Möglichkeiten um Scheinselbständigkeit zu umgehen

Wenn Sie als Freiberufler tätig sind und hauptsächlich für einen Dienstleister arbeiten, stellt sich oft die Frage, ob Sie möglicherweise bereits eine Scheinselbständigkeit ausüben. Diese liegt dann vor, wenn nach den unten näher beschriebenen maßgeblichen Kriterien eigentlich ein Angestelltenverhältnis vorliegt.
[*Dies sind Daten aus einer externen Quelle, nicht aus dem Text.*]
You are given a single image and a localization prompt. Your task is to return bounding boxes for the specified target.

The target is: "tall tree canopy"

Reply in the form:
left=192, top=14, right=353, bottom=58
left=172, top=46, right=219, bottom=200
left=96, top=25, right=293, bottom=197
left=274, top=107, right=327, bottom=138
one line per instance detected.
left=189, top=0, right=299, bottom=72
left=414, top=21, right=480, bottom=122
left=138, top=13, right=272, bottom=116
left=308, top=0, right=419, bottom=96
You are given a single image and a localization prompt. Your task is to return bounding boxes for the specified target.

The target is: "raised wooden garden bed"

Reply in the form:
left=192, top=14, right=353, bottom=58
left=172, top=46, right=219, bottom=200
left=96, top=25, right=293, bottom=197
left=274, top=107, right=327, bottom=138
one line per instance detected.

Kriterien für eine Scheinselbständigkeit

Dieses Problem betrifft u. a. viele Freelancer, die persönlich und wirtschaftlich von einem einzigen Hauptauftraggeber abhängig sind. Besonders problematisch wird es dann, wenn beispielsweise Freelancer oder freie Mitarbeiter so in den Organisationsbereich eines Auftraggebers eingegliedert sind, dass Sie von diesem Dienstleister weisungsabhängig sind. Sofern Sie zudem über keine freien unternehmerische Spielräume bei gleichzeitigem Wegfall des Unternehmerrisikos verfügen, liegen sämtliche harten Kriterien für eine Scheinselbständigkeit vor. Die von Ihnen ausgeübte Tätigkeit ist dann als eine einem sozialversicherungspflichtigen Angestelltenverhältnis zugehörige Tätigkeit zu bezeichnen. Dann liegt kein Dienstvertrag mehr vor, sondern ein Arbeitsvertrag, in dessen Rahmen ein Arbeitgeber einen sozialversicherungspflichtigen Mitarbeiter beschäftigt.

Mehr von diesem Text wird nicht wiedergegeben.